I've been thinking all day about putting this on Facebook but have held back, for some reason.  Yesterday we were at the Funeral Directors when the very nice lady we were talking to had to leave us for a minute and we started talking about suitable music. Pete started off by suggesting perhaps something by Sinatra and a couple of other things but then I said that I really wanted to emphasise David's sense of humour and mentioned that he'd really liked Peter Cook & Dudley Moore so how about them singing 'Goodbye' as we were leaving, maybe. Then Jo said something about a TV sitcom where the family wanted the Theme from Bodyguard (I Will Always Love You) but ended up with the title song from Minder (Dennis Waterman singing I could Be So Good For You). There followed a not-very-serious discussion about this accompanied by quite a lot of fairly loud  laughter.  Inappropriate? No - in my head I could hear David laughing along with us and I remembered an equal amount of laughing whilst arranging his brother's funeral.  So, goodness knows what we'll end up with but it will be with my wonderful husband  and Pete's and Jo's Dad uppermost in our minds. What other people think doesn't matter a fuck.
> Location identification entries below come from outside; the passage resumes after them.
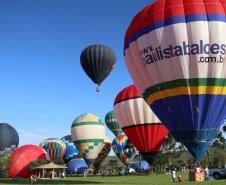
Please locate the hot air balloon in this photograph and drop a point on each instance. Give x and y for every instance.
(9, 139)
(104, 153)
(139, 123)
(55, 148)
(88, 134)
(77, 166)
(71, 150)
(175, 53)
(140, 166)
(97, 61)
(112, 123)
(123, 149)
(22, 157)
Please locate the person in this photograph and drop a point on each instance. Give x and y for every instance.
(85, 172)
(31, 180)
(63, 174)
(180, 178)
(173, 173)
(206, 173)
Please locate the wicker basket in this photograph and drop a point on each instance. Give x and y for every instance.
(196, 176)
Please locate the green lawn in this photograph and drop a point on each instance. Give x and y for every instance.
(114, 180)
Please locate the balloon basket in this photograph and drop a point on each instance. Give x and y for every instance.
(196, 176)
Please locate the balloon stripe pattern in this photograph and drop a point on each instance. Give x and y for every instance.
(112, 123)
(175, 53)
(139, 123)
(123, 149)
(8, 150)
(55, 148)
(71, 150)
(88, 134)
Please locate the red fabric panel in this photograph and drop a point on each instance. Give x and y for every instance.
(164, 9)
(21, 158)
(129, 92)
(147, 138)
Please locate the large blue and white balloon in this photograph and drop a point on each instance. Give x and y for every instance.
(175, 53)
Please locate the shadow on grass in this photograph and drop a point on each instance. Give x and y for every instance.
(23, 181)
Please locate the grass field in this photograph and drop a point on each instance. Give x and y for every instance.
(162, 179)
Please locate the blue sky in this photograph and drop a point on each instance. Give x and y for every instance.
(43, 87)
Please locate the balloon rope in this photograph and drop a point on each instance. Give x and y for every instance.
(98, 88)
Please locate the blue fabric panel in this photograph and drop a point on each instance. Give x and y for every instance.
(193, 118)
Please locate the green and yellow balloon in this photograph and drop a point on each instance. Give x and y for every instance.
(88, 134)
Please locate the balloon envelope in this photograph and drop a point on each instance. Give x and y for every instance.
(112, 123)
(9, 139)
(88, 134)
(139, 165)
(97, 61)
(55, 148)
(123, 149)
(139, 123)
(71, 150)
(21, 158)
(170, 53)
(76, 166)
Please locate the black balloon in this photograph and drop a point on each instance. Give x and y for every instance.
(8, 136)
(97, 61)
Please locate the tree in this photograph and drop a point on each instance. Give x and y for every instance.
(4, 162)
(219, 141)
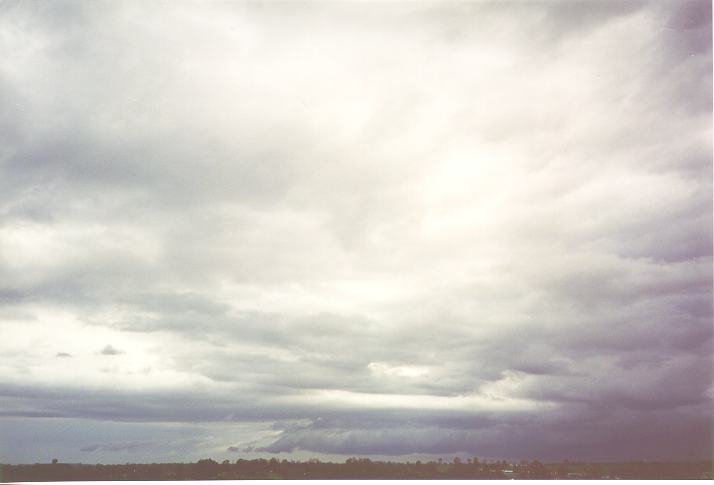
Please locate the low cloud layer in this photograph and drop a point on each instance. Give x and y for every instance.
(384, 230)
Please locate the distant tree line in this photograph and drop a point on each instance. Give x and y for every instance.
(354, 468)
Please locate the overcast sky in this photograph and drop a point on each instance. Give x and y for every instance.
(393, 230)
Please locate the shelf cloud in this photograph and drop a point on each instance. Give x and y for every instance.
(390, 229)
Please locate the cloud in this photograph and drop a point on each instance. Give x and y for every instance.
(409, 228)
(109, 350)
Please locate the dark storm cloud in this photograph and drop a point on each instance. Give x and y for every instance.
(279, 216)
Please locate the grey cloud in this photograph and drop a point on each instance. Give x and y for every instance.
(109, 350)
(280, 202)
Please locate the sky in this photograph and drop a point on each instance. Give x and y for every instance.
(393, 230)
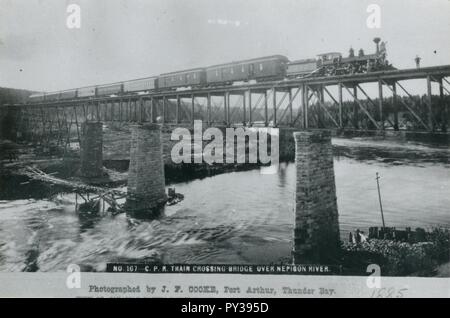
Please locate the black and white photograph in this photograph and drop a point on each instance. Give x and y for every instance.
(270, 148)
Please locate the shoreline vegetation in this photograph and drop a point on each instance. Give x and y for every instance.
(397, 258)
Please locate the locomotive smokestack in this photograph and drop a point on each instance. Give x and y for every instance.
(377, 43)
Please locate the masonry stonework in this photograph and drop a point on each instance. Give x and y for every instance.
(91, 149)
(146, 180)
(316, 233)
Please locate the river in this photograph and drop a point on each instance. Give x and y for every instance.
(237, 218)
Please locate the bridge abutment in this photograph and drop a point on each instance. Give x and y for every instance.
(146, 181)
(316, 232)
(91, 149)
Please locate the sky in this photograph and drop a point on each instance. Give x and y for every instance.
(125, 39)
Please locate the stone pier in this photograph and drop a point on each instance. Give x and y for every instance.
(146, 182)
(316, 233)
(91, 150)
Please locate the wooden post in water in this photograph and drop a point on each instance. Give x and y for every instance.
(379, 199)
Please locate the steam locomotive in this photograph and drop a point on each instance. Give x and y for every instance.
(275, 67)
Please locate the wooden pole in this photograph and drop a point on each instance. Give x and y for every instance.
(379, 199)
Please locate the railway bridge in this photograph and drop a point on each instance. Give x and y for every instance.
(337, 102)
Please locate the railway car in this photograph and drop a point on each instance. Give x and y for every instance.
(140, 85)
(109, 89)
(37, 97)
(192, 77)
(270, 67)
(301, 67)
(87, 91)
(68, 94)
(52, 96)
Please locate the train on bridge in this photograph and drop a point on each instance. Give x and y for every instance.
(275, 67)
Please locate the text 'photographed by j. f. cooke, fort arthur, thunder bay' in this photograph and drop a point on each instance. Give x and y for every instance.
(272, 140)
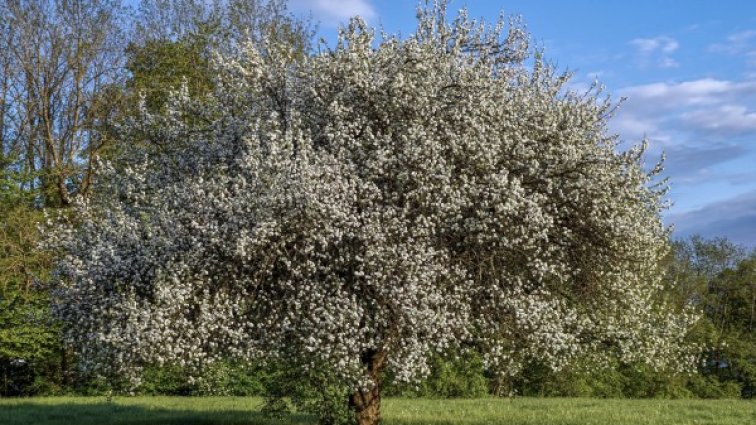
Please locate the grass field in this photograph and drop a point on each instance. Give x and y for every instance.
(239, 410)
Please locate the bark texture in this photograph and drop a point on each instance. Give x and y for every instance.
(367, 404)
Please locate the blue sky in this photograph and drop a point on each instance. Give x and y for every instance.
(687, 68)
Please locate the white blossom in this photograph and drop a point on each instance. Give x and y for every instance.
(367, 206)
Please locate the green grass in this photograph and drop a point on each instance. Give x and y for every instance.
(245, 411)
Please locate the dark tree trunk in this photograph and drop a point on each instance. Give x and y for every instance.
(367, 404)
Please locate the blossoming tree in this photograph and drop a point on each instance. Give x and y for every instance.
(366, 207)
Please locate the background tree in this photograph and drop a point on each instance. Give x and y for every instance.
(367, 207)
(62, 54)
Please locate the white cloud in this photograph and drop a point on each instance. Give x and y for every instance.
(698, 118)
(736, 43)
(706, 91)
(734, 218)
(334, 12)
(656, 51)
(650, 45)
(725, 119)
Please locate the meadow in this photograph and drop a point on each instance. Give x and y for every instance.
(397, 411)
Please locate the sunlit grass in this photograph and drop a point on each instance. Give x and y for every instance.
(246, 410)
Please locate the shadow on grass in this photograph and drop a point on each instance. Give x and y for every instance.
(125, 414)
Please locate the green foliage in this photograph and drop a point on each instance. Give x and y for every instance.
(30, 352)
(461, 375)
(397, 411)
(161, 66)
(312, 391)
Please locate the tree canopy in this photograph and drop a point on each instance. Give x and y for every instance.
(361, 209)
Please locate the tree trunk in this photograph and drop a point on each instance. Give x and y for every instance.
(367, 404)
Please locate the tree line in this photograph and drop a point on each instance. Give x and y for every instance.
(77, 78)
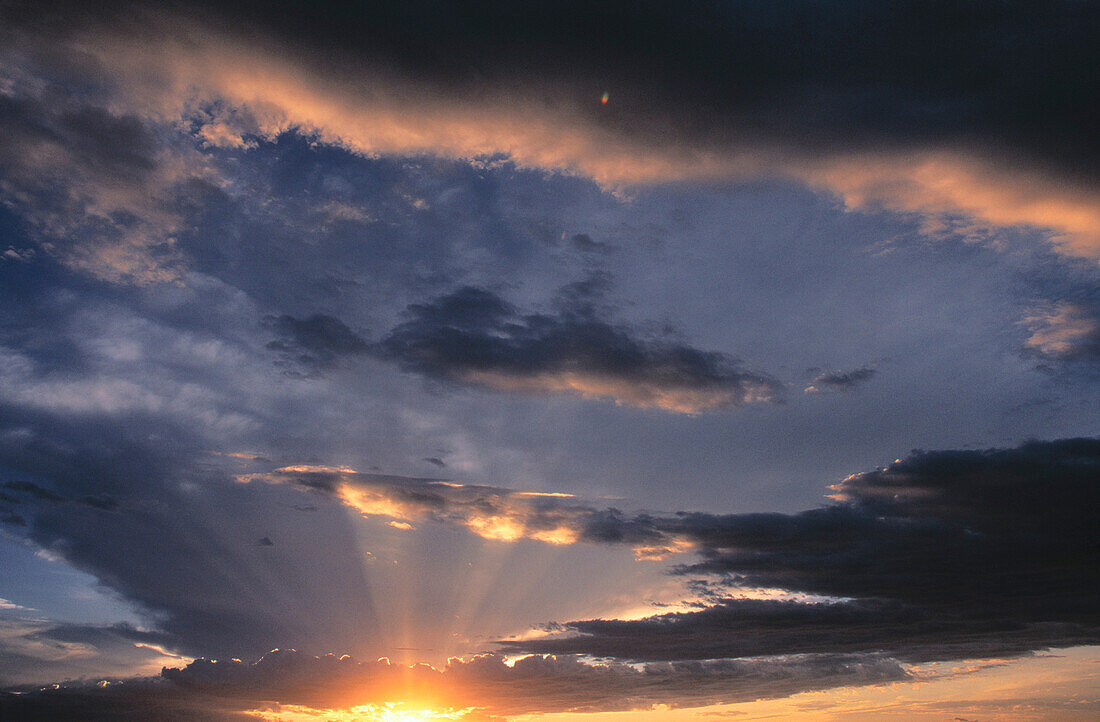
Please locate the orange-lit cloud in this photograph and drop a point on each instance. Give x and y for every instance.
(1062, 330)
(232, 90)
(496, 514)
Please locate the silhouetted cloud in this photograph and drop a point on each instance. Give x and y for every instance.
(839, 380)
(308, 346)
(942, 555)
(932, 108)
(534, 685)
(474, 337)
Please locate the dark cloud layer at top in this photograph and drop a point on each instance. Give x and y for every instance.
(474, 337)
(1012, 74)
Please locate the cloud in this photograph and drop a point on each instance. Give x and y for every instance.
(831, 381)
(1065, 331)
(484, 685)
(488, 512)
(870, 105)
(34, 649)
(942, 555)
(92, 184)
(310, 346)
(474, 338)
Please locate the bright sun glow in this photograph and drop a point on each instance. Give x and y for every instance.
(387, 712)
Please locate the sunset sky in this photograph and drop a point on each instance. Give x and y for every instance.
(549, 361)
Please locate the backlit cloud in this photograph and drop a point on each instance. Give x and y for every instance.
(473, 337)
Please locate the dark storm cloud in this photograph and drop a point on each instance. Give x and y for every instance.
(34, 649)
(308, 346)
(945, 109)
(983, 553)
(839, 380)
(88, 182)
(530, 686)
(474, 337)
(134, 526)
(743, 627)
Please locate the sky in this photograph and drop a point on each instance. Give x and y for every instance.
(551, 361)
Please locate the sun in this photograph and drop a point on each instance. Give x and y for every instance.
(388, 712)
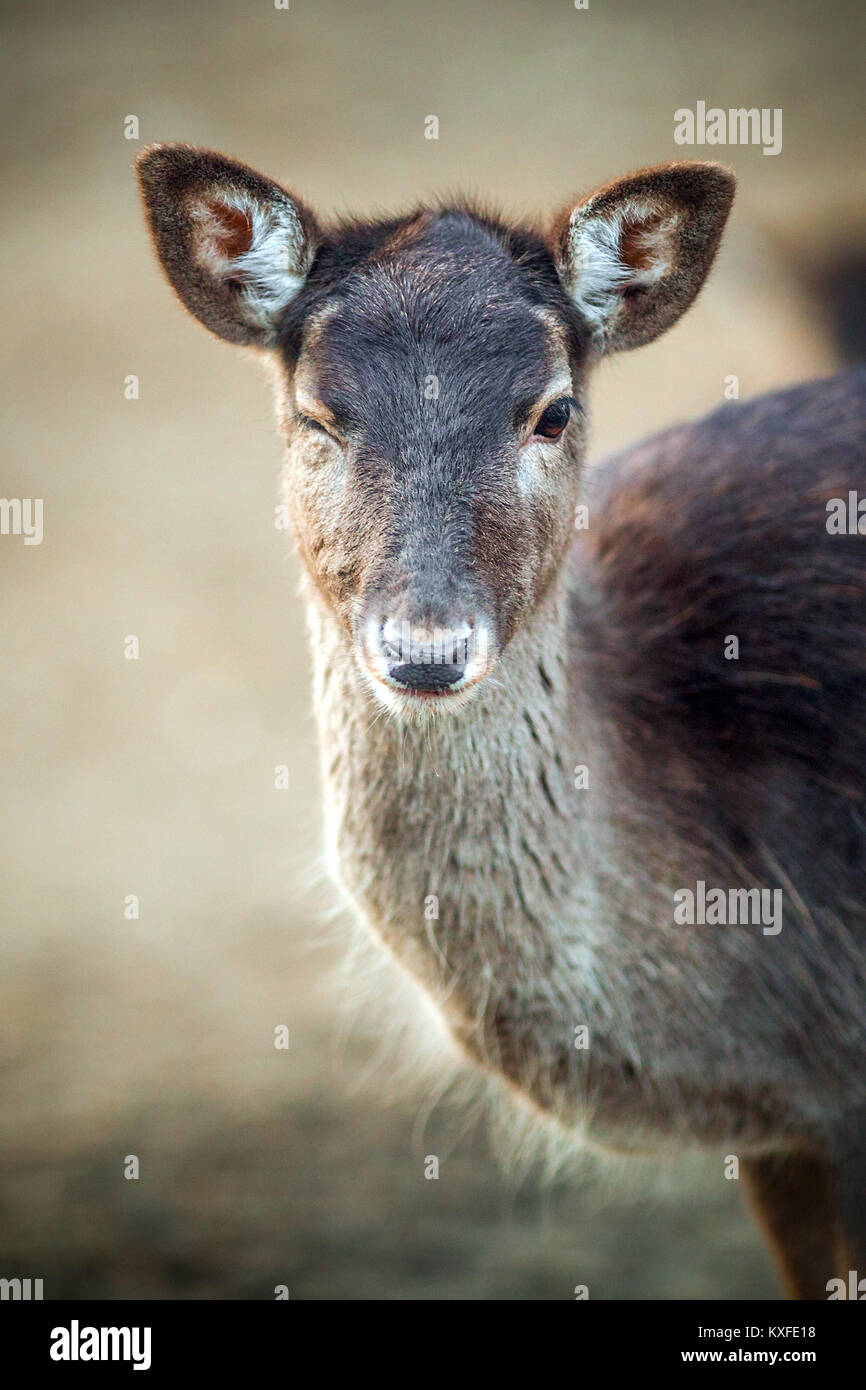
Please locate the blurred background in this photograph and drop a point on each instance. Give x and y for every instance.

Thanks for reading. (If you do)

5 comments:

Judy said...

Keep it up Chris. Getting your thoughts down on paper (so to speak) can only do you good and help get you through this difficult period of your life. xx

Unknown said...

Well, how very dare you, swearing in your own fucking blog!??! ;-)
xx

Sarah said...

I have to say I admire you! I'm crying again! We chose some very non traditional funeral songs for Tony, finishing with Don't Stop me now by Queen! X

MaryB said...

First, you and Jo and Pete are handling this exactly as David would've wanted. You know him better than anyone, and keeping your sense of humor is a way to honor him and the life you shared. And second, thank you for reminding me that I've lost the essence of why I started blogging 10 years ago. I've become too timid and, like you, afraid of offending. Well, screw that. I plan to get back to my original intent. xxxx

Chris said...

Love the comments. Judy: already done me some good. I'm becoming quite bold, in a timid sort of way. But I'm working on that.
Fiona: It's my blog, for me, and I'll say what I fucking like (see! I'm now bold!)
Sarah: For ages I've been thinking that I want that Queen song at my funeral and happened to mention it yesterday. So they'd better make sure it gets done!